Is HTMA supported by scientific research?

HTMA is supported by an impressive body of literature in a variety of respected national and international scientific publications. Over the past fifty years, hair mineral testing has been extensive. Each year, in the United States alone, federally licensed clinical laboratories perform over 150,000 hair mineral tests for health care professionals, who are interested in an additional screening aid for a comprehensive patient evaluation. This does not take into consideration the thousands of subjects used in numerous continuing research studies conducted by private and government research agencies. For a list of some of the research involving hair tissue mineral analysis click here.

Why do you only recommend getting your HTMA from TEI or ARL?
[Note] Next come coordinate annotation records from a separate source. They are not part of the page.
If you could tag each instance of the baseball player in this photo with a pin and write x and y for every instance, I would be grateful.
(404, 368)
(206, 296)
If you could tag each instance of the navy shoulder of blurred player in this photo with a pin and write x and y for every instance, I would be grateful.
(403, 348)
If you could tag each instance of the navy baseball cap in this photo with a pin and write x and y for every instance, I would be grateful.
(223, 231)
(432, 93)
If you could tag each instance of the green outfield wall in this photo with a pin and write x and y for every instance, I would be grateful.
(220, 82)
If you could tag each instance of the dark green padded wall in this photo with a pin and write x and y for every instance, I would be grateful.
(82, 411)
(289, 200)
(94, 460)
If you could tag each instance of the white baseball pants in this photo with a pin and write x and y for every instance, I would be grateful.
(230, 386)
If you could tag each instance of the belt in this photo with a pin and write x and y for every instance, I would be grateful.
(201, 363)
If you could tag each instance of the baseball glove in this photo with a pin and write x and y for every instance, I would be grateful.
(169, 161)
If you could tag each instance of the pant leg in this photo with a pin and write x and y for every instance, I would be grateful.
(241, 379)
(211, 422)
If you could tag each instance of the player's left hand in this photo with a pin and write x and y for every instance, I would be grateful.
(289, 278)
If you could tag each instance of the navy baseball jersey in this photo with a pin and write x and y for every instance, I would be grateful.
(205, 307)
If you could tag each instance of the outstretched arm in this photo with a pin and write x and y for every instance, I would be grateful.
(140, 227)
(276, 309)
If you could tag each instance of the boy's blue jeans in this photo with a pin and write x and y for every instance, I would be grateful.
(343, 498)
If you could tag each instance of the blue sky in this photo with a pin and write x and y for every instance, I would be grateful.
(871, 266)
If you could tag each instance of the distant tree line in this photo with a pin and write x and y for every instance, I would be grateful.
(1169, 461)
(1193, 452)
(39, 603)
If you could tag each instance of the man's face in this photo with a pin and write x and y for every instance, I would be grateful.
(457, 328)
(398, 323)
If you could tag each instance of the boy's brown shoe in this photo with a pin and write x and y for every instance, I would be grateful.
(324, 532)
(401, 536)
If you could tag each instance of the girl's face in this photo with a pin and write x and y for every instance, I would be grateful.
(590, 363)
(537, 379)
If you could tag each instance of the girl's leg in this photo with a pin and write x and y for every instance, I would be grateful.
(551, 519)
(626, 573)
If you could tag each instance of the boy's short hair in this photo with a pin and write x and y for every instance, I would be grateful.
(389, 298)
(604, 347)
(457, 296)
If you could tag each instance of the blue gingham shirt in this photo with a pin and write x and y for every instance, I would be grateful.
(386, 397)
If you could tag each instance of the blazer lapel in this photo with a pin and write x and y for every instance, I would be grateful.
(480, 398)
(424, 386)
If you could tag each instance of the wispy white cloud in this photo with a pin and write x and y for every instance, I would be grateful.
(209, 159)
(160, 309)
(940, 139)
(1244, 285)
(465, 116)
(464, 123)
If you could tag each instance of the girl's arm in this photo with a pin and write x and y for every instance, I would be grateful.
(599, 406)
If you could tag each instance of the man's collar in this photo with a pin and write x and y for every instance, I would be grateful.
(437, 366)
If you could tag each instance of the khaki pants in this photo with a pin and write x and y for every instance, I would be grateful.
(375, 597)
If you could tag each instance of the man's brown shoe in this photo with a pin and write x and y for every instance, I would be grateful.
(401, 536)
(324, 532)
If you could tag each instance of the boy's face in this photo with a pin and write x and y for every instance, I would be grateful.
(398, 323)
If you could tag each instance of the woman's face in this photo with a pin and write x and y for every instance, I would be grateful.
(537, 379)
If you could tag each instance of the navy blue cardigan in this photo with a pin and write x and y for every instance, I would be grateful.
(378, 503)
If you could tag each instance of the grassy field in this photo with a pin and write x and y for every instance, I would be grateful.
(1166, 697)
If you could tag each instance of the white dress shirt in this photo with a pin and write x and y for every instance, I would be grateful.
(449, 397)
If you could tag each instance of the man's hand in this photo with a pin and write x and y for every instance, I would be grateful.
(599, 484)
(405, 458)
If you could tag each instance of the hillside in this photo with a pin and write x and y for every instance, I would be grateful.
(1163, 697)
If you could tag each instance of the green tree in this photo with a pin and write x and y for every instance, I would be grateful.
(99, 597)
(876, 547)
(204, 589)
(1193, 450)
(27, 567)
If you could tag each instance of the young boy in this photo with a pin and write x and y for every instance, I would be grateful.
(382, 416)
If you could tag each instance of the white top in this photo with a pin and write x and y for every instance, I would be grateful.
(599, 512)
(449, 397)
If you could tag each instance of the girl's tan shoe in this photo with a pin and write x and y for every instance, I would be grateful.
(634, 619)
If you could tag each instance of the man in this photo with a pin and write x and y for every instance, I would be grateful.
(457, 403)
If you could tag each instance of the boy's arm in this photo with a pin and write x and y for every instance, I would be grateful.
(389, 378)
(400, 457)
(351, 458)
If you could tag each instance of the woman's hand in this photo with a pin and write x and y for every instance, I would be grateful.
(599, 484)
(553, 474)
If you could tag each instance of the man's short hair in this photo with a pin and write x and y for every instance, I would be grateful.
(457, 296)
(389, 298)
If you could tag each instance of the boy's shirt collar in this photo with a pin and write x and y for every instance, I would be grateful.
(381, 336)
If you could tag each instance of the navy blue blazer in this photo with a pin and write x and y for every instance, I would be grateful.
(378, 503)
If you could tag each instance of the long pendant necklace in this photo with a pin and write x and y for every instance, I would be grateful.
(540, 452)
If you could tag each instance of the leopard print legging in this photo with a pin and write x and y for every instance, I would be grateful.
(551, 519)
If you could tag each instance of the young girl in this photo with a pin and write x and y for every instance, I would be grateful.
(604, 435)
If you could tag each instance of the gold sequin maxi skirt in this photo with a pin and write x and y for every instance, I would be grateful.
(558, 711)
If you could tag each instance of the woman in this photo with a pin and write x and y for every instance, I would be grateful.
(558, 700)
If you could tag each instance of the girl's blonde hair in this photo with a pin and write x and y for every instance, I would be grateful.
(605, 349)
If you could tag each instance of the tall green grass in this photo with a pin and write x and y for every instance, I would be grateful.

TEI (Trace Elements) and ARL are the only two labs that we recommend using as they do not wash the hair sample. Washing the hair sample in harsh chemicals and detergents, removes large amounts of water-soluable elements (specifically sodium and potassium). Hair is very porous, so washing can also damage the inside of the hair tissue, skewing the results. If you have obtained a HTMA from another lab, please take this into consideration. John can do an interpretation using other HTMAs, however additional fees will be charged due to the extra time that needs to be taken to convert the values.

Can I order products from overseas?

Yes, it is possible to order our products from overseas. The postage will be quoted on a "per order basis" as freight is charged based on weight and size.

Are your products vegan-friendly?

Our two ranges of nutritional products, Endo-met Laboratories and Trace Nutrients, have some vegan-friendly options, but some may contain glandulars. For vegan support, please ask John for this option and pricing.